Yes it "drives" a current but is not an electromagnetic force. It is an apparent or what I call "metaphorical" force. I carefully avoided the use of the word "real". I think that word may obscure rather than clarify at this point. This is a hard one to make clear, as you point out. A like thing is that one does not find "heat" as such in the equation of state. I will think some more about this. It is an important but subtle matter.Chjoaygame (talk) 22:06, 11 October 2009 (UTC)[reply]

regrettable abuse? you may want to source adjectives like this.

[edit]

I did note what appear to be editorial opinions but wasn't sure if they can be sourced. Certainly this area is controversial and don't want to argue about words right now but are these placeholder for expansion or sourceable characterizations? Nerdseeksblonde (talk) 23:22, 13 October 2009 (UTC)[reply]
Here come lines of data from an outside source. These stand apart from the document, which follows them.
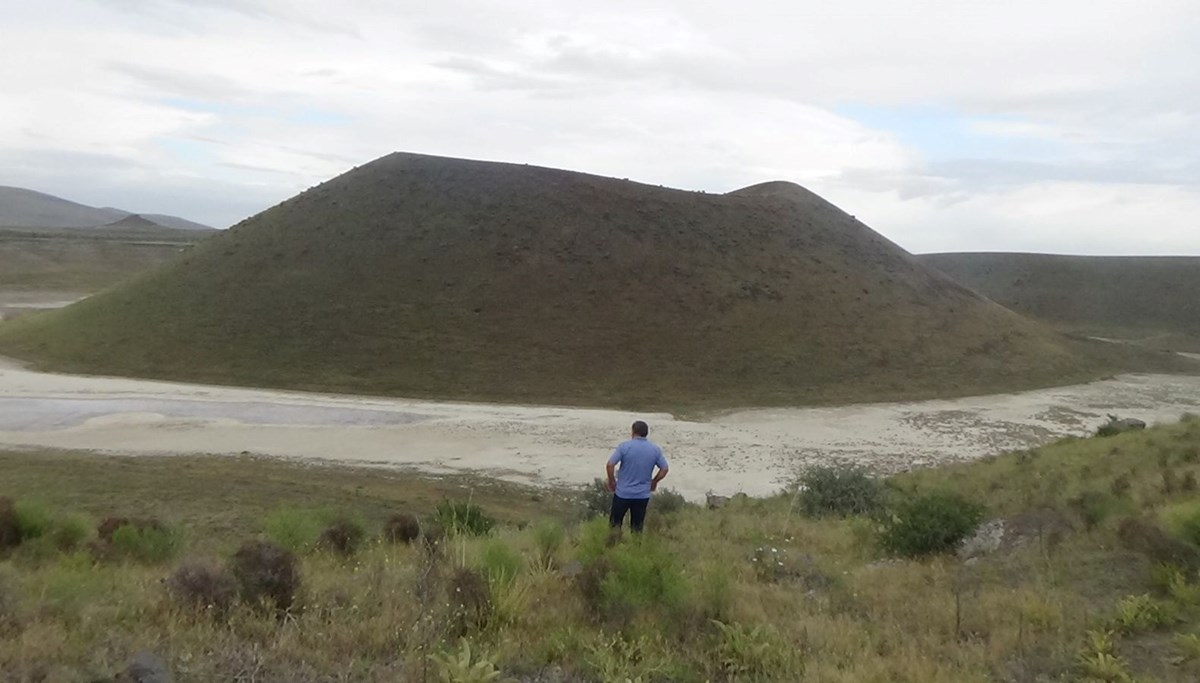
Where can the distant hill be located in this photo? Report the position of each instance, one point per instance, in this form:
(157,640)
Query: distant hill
(22,208)
(1151,299)
(429,276)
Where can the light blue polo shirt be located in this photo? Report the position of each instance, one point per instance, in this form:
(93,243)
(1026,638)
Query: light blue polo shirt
(637,459)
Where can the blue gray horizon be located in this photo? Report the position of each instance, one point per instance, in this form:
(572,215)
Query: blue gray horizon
(1042,126)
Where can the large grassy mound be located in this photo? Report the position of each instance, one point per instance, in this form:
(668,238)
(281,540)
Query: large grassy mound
(1151,299)
(442,277)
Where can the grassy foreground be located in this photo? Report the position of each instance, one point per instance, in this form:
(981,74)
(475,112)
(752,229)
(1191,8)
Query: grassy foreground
(1095,579)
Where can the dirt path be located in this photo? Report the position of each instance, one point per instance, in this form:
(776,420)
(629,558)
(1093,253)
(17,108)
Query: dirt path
(755,451)
(16,303)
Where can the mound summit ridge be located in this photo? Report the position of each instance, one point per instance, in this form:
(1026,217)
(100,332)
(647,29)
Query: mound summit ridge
(441,277)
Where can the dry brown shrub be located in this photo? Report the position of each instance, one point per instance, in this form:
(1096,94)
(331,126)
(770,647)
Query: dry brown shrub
(401,527)
(342,537)
(265,574)
(433,535)
(203,585)
(1150,539)
(471,598)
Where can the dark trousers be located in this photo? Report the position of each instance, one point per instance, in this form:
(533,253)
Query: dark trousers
(636,509)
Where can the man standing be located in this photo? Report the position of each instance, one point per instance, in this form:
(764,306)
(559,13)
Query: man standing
(631,485)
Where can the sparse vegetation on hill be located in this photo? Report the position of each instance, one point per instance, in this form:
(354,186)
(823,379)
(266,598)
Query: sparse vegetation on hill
(1153,300)
(1084,569)
(438,277)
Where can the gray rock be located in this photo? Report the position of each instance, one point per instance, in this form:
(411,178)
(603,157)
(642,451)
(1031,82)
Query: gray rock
(1121,425)
(715,502)
(148,667)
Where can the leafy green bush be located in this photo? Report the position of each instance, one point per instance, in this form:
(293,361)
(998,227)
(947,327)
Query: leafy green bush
(463,517)
(1135,613)
(839,490)
(294,528)
(641,573)
(595,537)
(927,523)
(1188,526)
(748,653)
(70,531)
(715,591)
(549,538)
(10,529)
(149,544)
(34,519)
(501,563)
(463,666)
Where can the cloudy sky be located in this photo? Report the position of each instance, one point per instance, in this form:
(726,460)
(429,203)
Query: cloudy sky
(947,125)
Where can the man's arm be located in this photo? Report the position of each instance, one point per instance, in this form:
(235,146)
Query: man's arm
(661,474)
(611,469)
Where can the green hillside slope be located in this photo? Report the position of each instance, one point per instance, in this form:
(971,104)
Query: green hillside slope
(429,276)
(1156,299)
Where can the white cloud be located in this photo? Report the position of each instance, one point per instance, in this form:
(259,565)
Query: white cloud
(1086,112)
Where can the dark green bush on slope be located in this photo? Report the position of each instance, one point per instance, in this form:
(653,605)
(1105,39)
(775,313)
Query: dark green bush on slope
(928,523)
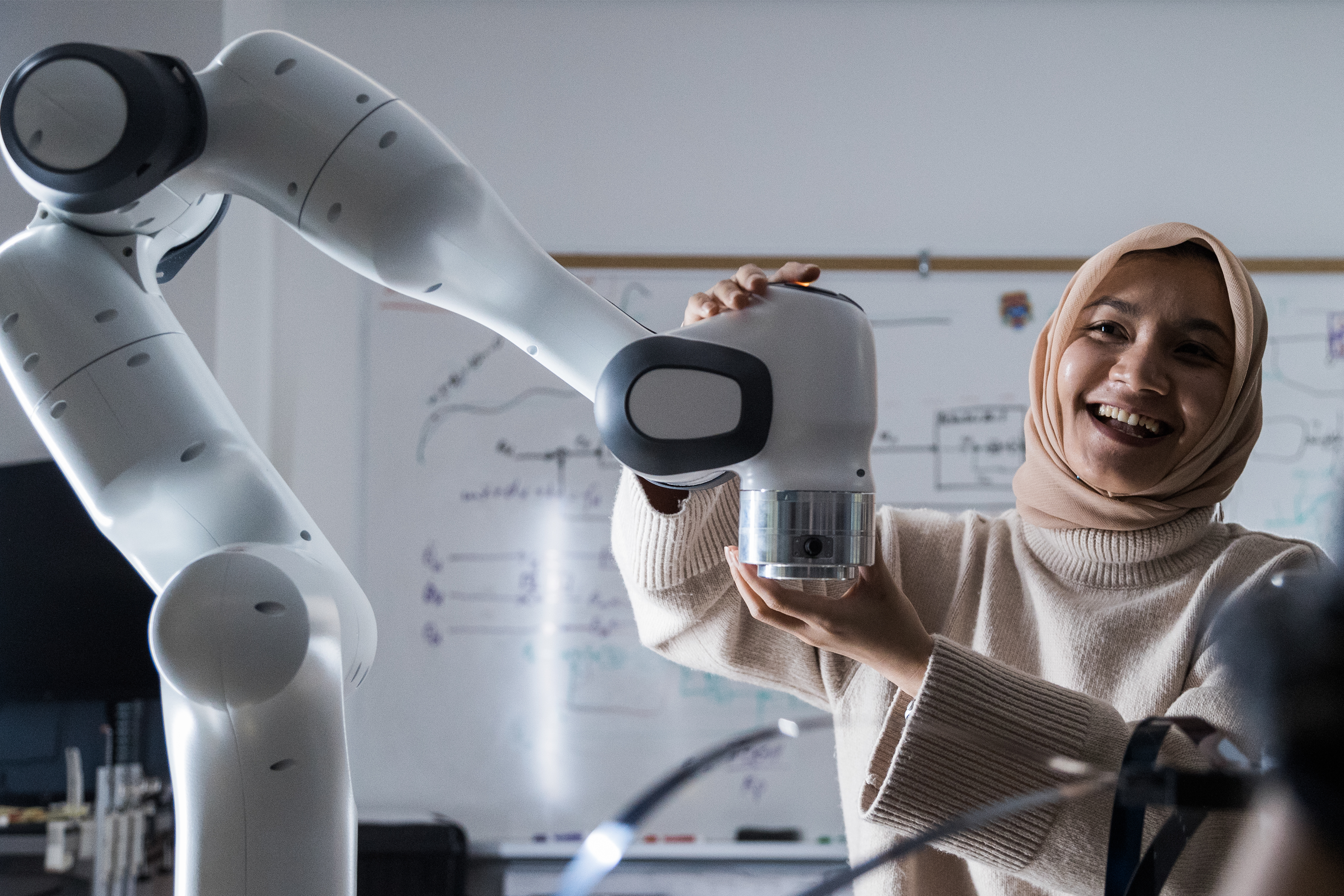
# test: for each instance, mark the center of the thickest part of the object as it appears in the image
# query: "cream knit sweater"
(1048, 643)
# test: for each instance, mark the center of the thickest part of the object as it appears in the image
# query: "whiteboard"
(511, 692)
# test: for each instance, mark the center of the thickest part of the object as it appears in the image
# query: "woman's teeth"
(1126, 417)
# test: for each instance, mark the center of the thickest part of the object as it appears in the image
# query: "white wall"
(886, 128)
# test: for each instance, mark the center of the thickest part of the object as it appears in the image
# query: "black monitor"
(73, 612)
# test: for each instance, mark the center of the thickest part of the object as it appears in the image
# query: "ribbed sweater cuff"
(663, 550)
(978, 735)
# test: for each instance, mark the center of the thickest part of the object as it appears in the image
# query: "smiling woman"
(976, 644)
(1146, 386)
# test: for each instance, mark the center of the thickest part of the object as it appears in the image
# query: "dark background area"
(73, 638)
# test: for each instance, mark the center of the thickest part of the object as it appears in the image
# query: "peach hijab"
(1050, 495)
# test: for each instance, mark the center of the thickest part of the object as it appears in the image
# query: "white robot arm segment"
(260, 629)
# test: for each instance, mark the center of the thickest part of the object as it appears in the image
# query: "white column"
(246, 276)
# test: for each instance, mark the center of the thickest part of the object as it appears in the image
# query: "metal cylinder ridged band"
(808, 535)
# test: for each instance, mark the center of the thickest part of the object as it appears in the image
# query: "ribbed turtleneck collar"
(1143, 558)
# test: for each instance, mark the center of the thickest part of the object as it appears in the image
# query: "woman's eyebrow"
(1203, 324)
(1119, 304)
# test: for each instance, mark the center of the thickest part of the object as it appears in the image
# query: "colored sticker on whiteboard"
(1015, 309)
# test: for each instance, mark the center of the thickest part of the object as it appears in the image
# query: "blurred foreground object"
(1287, 651)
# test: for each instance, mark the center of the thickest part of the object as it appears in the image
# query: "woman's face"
(1146, 370)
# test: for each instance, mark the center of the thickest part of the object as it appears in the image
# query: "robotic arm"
(260, 629)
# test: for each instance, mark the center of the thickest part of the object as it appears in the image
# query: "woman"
(978, 645)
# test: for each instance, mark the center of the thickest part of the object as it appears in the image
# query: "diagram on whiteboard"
(1291, 485)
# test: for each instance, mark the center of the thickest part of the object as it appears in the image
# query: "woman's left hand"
(873, 622)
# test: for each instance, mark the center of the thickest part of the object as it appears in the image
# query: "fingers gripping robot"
(260, 632)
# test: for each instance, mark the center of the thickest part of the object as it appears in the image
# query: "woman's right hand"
(737, 292)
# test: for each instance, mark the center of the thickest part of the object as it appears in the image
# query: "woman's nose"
(1142, 368)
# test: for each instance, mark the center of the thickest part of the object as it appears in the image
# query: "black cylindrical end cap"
(166, 128)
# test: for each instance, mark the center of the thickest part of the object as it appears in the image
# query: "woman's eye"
(1195, 348)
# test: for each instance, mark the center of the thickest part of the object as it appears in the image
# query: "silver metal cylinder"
(807, 535)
Yes. Grandy doesn't actually use the adjective regrettable, but he does use the adverb unfortunately. But he does use the term mischaracterization, and he does say "The reader may wonder why we have gone into so much detail in debunking the order/disorder mischaracterization of entropy, particularly since it seems to have such a natural appeal. But that is just the point: It provides an easily comprehensible meaning to the nonscientist that is, and has been, widely abused. ... This is only a small sample of the misinformation generated by equating entropy with degrees of disorder. Unfortunately, this characterization continues in too many classrooms and texts, just where we would hope to correct it." Now, following your advice, I will change 'regrettable' to 'unfortunate'. Sorry I forgot to sign the just previous edit. Will correct.Chjoaygame (talk) 01:40, 14 October 2009 (UTC)[reply]

Oh, no I didn't need to sign the edit.Chjoaygame (talk) 01:51, 14 October 2009 (UTC)[reply]

Well, whatever the terms I just wasn't sure if they were placeholders for someone to expand or intended to convey something from another source. Nerdseeksblonde (talk) 01:55, 14 October 2009 (UTC)[reply]

Good point.Chjoaygame (talk) 04:09, 14 October 2009 (UTC)[reply]

time to delete the article section headed 'Other reviews'

[edit]

It is time to delete the article section headed 'Other reviews'. The article by Juretic et al. contains some literature review material but does not really deserve the title of 'review article'; it is about photosynthetic models, and is not primarily a review article. The comment about Dewar's work is highly specialized and refers to essentially incomplete work and does not deserve space in a general Wikipedia article. The reference to Bejan and Lorente is inappropriate and has no place in an article about thermodynamics because their viewpoint is explicitly and essentially teleological and contrary to the principles of thermodynamics. The whole section is just a repository for more or less inappropriate odds and ends, and should be deleted entirely.Chjoaygame (talk) 15:35, 28 December 2010 (UTC)[reply]